What I am here to talk about is how we perceive time. Our concept of time has been altered since childhood. As children, everything feels new. A plane leaving a white trail across the sky. Raindrops racing down a car window. Shadows moving as the sun sets. The excitement of pressing buttons in an elevator. The world is full of novel experiences when you are five.
The time we felt we had at five does not seem the same in our twenties or thirties. Yet the time between childhood and adulthood feels deceptively long, and then suddenly you’re 25 or 30 and wondering how the last decade passed. We might try to reclaim time—exercising more, eating kale, maybe even meditating. (By the way, yes—move your body and eat your greens. Exercise is medicine.)
Still, here’s the truth: the goal isn’t to stretch life endlessly, because death is inevitable. The goal is to fill life—intentionally—with things that make it feel longer. Things that are rich with novelty, challenge, and nuance.
We don’t need more years. We need more newness. The more our days are filled with new, challenging experiences the longer they will feel. This isn’t meant to sound grim but rather meaningful. It goes back to the Japanese concept ikigai—the happiness of being busy with purpose. We’re good at chasing money, relationships, even control. But maybe we should spend less energy counting the years and more energy in searching for novelty.
So go do something unfamiliar. Try a new sport. Drive to a lake and paddle for hours (but please wear a lifejacket). Create something from scratch. Whatever it is, keep an open mind and savour your time. Embrace the laughter and humiliation of learning something new and to fu** with what others think.

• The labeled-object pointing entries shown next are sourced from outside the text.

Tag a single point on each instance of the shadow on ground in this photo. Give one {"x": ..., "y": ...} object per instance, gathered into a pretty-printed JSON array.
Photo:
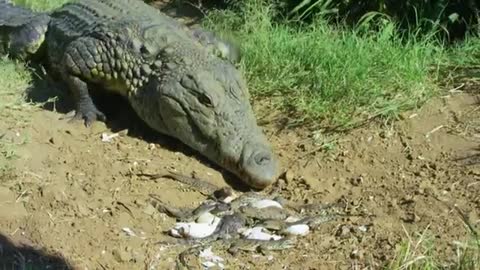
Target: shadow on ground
[{"x": 16, "y": 257}]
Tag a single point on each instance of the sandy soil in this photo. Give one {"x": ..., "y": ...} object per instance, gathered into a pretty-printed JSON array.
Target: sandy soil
[{"x": 70, "y": 193}]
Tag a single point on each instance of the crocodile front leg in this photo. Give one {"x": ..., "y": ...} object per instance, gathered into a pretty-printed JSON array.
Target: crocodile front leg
[
  {"x": 78, "y": 62},
  {"x": 85, "y": 108}
]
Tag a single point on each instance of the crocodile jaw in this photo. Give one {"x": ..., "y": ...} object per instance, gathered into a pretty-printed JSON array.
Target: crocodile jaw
[{"x": 208, "y": 109}]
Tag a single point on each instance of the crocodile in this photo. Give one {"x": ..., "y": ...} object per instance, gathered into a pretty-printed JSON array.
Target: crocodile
[{"x": 182, "y": 82}]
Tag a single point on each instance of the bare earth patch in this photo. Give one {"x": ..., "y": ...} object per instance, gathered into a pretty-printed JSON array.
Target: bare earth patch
[{"x": 74, "y": 194}]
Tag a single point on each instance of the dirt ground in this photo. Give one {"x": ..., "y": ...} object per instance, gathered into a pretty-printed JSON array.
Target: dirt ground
[
  {"x": 73, "y": 194},
  {"x": 70, "y": 193}
]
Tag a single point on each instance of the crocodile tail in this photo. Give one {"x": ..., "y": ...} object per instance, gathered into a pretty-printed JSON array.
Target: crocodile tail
[{"x": 22, "y": 31}]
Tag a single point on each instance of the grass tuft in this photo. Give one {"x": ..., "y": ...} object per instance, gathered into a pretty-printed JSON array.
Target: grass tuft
[{"x": 331, "y": 73}]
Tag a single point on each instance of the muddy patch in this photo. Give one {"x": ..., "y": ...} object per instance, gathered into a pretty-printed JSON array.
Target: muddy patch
[{"x": 71, "y": 192}]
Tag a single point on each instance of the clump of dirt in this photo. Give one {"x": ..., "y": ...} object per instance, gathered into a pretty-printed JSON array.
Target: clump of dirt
[{"x": 73, "y": 193}]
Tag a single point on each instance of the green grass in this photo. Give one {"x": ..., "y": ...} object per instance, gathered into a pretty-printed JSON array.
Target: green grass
[
  {"x": 332, "y": 73},
  {"x": 418, "y": 253}
]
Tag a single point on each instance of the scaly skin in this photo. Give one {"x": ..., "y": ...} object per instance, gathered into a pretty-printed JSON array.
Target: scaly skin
[{"x": 172, "y": 77}]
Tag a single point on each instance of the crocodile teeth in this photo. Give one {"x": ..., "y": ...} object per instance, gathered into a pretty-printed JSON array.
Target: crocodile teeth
[{"x": 194, "y": 230}]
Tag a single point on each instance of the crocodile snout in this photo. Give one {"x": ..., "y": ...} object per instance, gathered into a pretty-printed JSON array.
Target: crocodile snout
[{"x": 259, "y": 165}]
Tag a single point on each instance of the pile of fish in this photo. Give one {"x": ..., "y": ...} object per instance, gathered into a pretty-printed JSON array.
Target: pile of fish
[{"x": 249, "y": 216}]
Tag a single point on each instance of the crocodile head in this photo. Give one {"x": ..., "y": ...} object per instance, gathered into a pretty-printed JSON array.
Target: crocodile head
[{"x": 203, "y": 101}]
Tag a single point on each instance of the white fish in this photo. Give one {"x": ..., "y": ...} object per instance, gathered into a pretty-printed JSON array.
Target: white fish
[
  {"x": 193, "y": 229},
  {"x": 259, "y": 233},
  {"x": 297, "y": 229}
]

It is logical to try and live longer lives. But maybe we’ve misunderstood what “long” means. You could live to 120—bless your heart if you do—and still complain and say it went by too fast. The aim isn’t to add years to our lives, but to densify them. To pack them with novelty, awe, and discovery that time slows down. Ask the scary questions. Go for a walk. Watch the sunset again—and this time, really look at it.
I’m writing for myself, but also for you. Fear is just an emotion. Time is just a concept we play out in our minds. And maybe, just maybe, if you finally do that thing you’ve been avoiding, you’ll surprise yourself. You might even meet a part of you that’s been waiting to be discovered.